Corpo de Bombeiros resgata tamanduá bandeira que invadiu área urbana



O animal capturado é o maior das quatro espécies de tamanduás tem hábito predominantemente terrestre e mede entre 1,8 e 2,1 metros de comprimento, com peso de até 41 kg e facilmente reconhecido pelo seu focinho longo e padrão característico de pelagem

 

Na manhã deste domingo, a equipe do Corpo de Bombeiros com o subtenente Bill, cabo Lino e soldado Luiz Paulo fizeram a captura de um tamanduá bandeira, em região urbana da Cidade.  Após verificar que o animal não apresentava ferimentos, os policiais fizeram a soltura em área nativa para que ele voltasse ao seu habitat natural, não sendo necessário o encaminhamento ao Centro de Pesquisa de Centro de Medicina e Pesquisa em Animais Selvagens, Cempas, da Unesp de Botucatu, coordenado pelo professor doutor Carlos Teixeira.  

O animal capturado é o maior das quatro espécies de tamanduás tem hábito predominantemente terrestre e mede entre 1,8 e 2,1 metros de comprimento, com peso de até 41 kg. É facilmente reconhecido pelo seu focinho longo e padrão característico de pelagem. Possui longas garras nos dedos das patas anteriores e seu aparelho bucal é adaptado a sua dieta especializada em formigas e cupins, mas em cativeiro ele pode ser alimentado com carne moída, ovos e ração, por exemplo.

O tamanduá-bandeira é listado como "vulnerável" pela  União Internacional para Conservação da Natureza (UICN) e corre grande risco de extinção, sendo as principais ameaças à sobrevivência da espécie a caça e a destruição do habitat, além de ser susceptível a ser atingido fatalmente por incêndios e atropelamentos.

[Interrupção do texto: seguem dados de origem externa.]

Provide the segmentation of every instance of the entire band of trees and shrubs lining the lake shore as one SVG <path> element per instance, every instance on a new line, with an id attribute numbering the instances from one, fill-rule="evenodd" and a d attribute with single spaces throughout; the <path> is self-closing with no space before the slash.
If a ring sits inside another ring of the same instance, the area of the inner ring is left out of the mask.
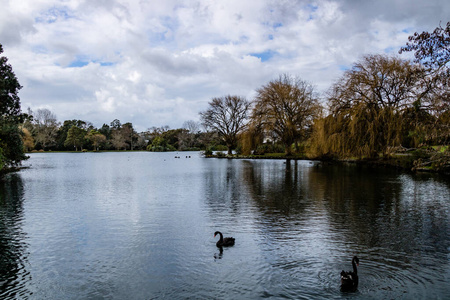
<path id="1" fill-rule="evenodd" d="M 290 74 L 241 96 L 213 98 L 201 122 L 136 132 L 113 120 L 95 128 L 62 124 L 48 109 L 20 110 L 21 86 L 1 57 L 0 169 L 20 165 L 24 152 L 214 150 L 216 156 L 370 160 L 426 170 L 450 169 L 450 22 L 416 33 L 399 53 L 414 60 L 366 55 L 319 95 Z M 0 53 L 2 48 L 0 45 Z M 234 154 L 233 154 L 234 153 Z"/>

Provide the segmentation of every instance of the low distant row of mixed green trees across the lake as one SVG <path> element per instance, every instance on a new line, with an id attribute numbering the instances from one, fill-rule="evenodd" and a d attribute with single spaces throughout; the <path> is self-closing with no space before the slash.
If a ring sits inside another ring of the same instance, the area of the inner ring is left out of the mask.
<path id="1" fill-rule="evenodd" d="M 148 150 L 185 151 L 206 147 L 224 149 L 217 133 L 201 132 L 200 124 L 187 121 L 184 128 L 168 126 L 136 132 L 132 123 L 113 120 L 96 128 L 83 120 L 66 120 L 62 124 L 48 109 L 36 112 L 28 109 L 27 119 L 21 125 L 23 144 L 30 151 L 86 151 L 86 150 Z"/>

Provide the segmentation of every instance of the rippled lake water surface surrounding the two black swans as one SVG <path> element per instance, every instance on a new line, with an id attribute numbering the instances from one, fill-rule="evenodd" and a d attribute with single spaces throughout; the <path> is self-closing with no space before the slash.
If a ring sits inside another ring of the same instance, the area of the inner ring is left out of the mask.
<path id="1" fill-rule="evenodd" d="M 197 152 L 25 165 L 0 182 L 0 299 L 450 298 L 448 176 Z"/>

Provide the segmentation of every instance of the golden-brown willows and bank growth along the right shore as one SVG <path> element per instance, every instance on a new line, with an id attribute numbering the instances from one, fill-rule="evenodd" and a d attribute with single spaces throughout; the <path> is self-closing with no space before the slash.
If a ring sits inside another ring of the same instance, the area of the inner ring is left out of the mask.
<path id="1" fill-rule="evenodd" d="M 399 52 L 414 52 L 415 59 L 366 55 L 337 79 L 322 105 L 299 78 L 284 74 L 264 85 L 245 130 L 236 132 L 238 154 L 261 157 L 283 148 L 285 157 L 448 171 L 450 22 L 414 34 Z"/>

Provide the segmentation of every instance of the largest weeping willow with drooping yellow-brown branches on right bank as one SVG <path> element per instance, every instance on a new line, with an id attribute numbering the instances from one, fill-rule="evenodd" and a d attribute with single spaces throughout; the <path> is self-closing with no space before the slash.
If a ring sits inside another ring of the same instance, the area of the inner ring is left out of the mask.
<path id="1" fill-rule="evenodd" d="M 356 63 L 329 92 L 330 114 L 316 121 L 315 156 L 388 155 L 402 143 L 410 120 L 405 111 L 420 103 L 422 68 L 397 57 L 369 55 Z"/>

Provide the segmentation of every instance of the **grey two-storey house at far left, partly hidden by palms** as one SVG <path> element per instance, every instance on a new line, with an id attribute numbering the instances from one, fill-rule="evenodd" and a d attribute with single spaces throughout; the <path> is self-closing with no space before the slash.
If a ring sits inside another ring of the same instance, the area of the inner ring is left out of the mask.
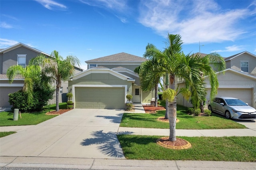
<path id="1" fill-rule="evenodd" d="M 22 65 L 26 67 L 30 59 L 43 54 L 50 57 L 49 54 L 44 53 L 38 49 L 25 45 L 23 43 L 17 43 L 6 49 L 0 49 L 0 107 L 12 107 L 9 104 L 9 93 L 14 93 L 22 89 L 24 85 L 24 79 L 20 75 L 14 78 L 12 84 L 10 84 L 6 72 L 12 65 Z M 82 69 L 75 67 L 76 73 L 81 72 Z M 53 84 L 54 87 L 55 84 Z M 68 81 L 62 82 L 60 88 L 60 99 L 59 102 L 66 102 L 66 93 L 68 92 Z M 50 104 L 56 102 L 55 94 L 54 99 L 49 101 Z"/>

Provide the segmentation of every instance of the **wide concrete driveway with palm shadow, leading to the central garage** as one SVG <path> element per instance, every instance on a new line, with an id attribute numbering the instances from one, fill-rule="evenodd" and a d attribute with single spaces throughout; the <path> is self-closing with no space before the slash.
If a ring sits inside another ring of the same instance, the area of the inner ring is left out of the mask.
<path id="1" fill-rule="evenodd" d="M 72 109 L 0 138 L 0 156 L 124 159 L 116 137 L 124 110 Z"/>

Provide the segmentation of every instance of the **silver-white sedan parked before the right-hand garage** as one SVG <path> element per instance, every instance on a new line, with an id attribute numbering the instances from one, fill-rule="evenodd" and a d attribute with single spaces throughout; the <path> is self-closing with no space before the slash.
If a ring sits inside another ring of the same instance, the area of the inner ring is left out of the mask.
<path id="1" fill-rule="evenodd" d="M 227 119 L 256 119 L 256 109 L 234 97 L 215 97 L 213 101 L 209 101 L 208 109 L 224 115 Z"/>

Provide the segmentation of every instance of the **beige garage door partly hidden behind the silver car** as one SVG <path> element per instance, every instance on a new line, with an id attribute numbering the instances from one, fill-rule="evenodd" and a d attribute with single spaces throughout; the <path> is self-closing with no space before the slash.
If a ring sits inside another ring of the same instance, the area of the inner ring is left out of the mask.
<path id="1" fill-rule="evenodd" d="M 218 89 L 217 96 L 235 97 L 252 106 L 252 89 Z"/>

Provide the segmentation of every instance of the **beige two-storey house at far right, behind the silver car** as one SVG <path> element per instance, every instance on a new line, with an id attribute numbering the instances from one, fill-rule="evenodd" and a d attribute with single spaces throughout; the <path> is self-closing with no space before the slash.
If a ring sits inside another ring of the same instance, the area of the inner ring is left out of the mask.
<path id="1" fill-rule="evenodd" d="M 216 96 L 236 97 L 256 108 L 256 55 L 244 51 L 225 58 L 225 61 L 227 69 L 217 72 L 219 87 Z M 208 94 L 205 103 L 207 107 L 210 99 L 208 77 L 205 77 L 205 82 Z M 182 82 L 178 84 L 180 87 L 184 86 Z M 192 107 L 181 95 L 178 95 L 177 104 Z"/>

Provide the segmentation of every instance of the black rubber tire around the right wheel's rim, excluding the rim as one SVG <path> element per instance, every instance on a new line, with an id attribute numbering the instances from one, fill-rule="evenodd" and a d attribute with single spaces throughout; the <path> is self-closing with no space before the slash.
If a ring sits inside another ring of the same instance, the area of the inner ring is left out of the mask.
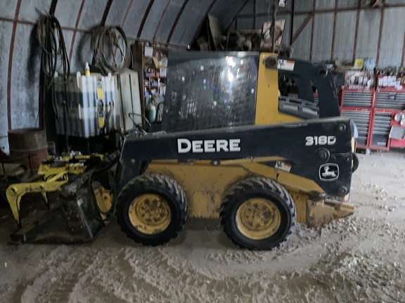
<path id="1" fill-rule="evenodd" d="M 238 209 L 253 198 L 271 201 L 280 214 L 280 224 L 275 233 L 268 238 L 259 240 L 249 238 L 238 229 L 236 222 Z M 222 201 L 220 216 L 226 236 L 240 248 L 250 250 L 271 250 L 280 246 L 293 234 L 297 220 L 293 198 L 288 191 L 278 182 L 266 177 L 249 177 L 230 187 Z"/>

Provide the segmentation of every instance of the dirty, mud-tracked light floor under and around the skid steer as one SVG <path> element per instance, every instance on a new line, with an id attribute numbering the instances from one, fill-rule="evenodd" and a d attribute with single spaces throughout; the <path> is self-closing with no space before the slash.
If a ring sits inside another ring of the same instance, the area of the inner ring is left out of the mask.
<path id="1" fill-rule="evenodd" d="M 299 225 L 282 248 L 236 248 L 193 220 L 169 245 L 136 245 L 116 222 L 89 245 L 7 245 L 0 302 L 405 302 L 405 158 L 360 155 L 352 217 Z"/>

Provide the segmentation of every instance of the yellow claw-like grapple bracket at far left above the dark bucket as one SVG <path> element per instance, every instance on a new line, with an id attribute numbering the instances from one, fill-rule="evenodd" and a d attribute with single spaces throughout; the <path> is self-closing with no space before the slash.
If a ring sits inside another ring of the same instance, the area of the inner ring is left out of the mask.
<path id="1" fill-rule="evenodd" d="M 21 225 L 20 203 L 25 194 L 41 193 L 46 204 L 48 204 L 47 192 L 58 191 L 63 184 L 68 182 L 68 172 L 64 171 L 43 182 L 13 184 L 7 188 L 6 197 L 10 204 L 15 221 Z"/>

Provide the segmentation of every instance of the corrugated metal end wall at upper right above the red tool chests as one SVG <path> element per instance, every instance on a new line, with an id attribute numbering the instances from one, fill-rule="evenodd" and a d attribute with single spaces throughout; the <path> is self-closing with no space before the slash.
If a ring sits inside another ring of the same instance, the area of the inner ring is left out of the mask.
<path id="1" fill-rule="evenodd" d="M 373 58 L 378 67 L 404 66 L 405 0 L 386 0 L 384 8 L 368 8 L 364 0 L 295 0 L 293 10 L 292 3 L 287 2 L 277 19 L 286 20 L 283 43 L 293 45 L 295 58 L 348 62 Z M 268 12 L 269 1 L 250 0 L 231 28 L 260 29 L 271 20 Z"/>

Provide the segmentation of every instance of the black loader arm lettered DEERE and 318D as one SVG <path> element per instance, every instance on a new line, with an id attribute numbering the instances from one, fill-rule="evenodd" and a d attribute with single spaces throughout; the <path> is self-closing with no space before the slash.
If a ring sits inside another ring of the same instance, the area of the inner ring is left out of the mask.
<path id="1" fill-rule="evenodd" d="M 345 197 L 352 179 L 353 128 L 337 117 L 263 126 L 238 126 L 127 137 L 121 154 L 121 187 L 153 160 L 245 159 L 279 156 L 290 173 L 313 180 L 325 194 Z"/>

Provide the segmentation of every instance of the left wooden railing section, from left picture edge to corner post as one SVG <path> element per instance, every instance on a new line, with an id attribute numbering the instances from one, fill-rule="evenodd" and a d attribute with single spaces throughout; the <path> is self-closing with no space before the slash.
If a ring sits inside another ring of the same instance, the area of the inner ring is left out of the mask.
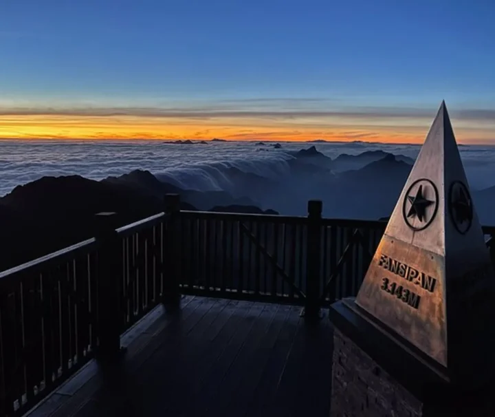
<path id="1" fill-rule="evenodd" d="M 100 213 L 96 237 L 0 273 L 0 416 L 17 416 L 120 334 L 173 301 L 168 215 L 115 231 Z"/>

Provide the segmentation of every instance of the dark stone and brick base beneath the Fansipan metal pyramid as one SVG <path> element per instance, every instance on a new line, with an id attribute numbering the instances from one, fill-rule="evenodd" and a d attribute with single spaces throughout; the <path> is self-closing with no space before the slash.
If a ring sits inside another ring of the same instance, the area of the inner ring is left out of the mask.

“O desenvolvimento das monoculturas, o avanço das construções urbanas nas áreas verdes e o aumento das malhas viárias diminuem os habitats naturais dos animais silvestres como o tamanduá que acabam invadindo áreas urbanas onde entram em contato com seres humanos e acabam capturados ou feridos e, muitas vezes, mortos”, coloca o professor do Cempas de Botucatu, Carlos Teixeira.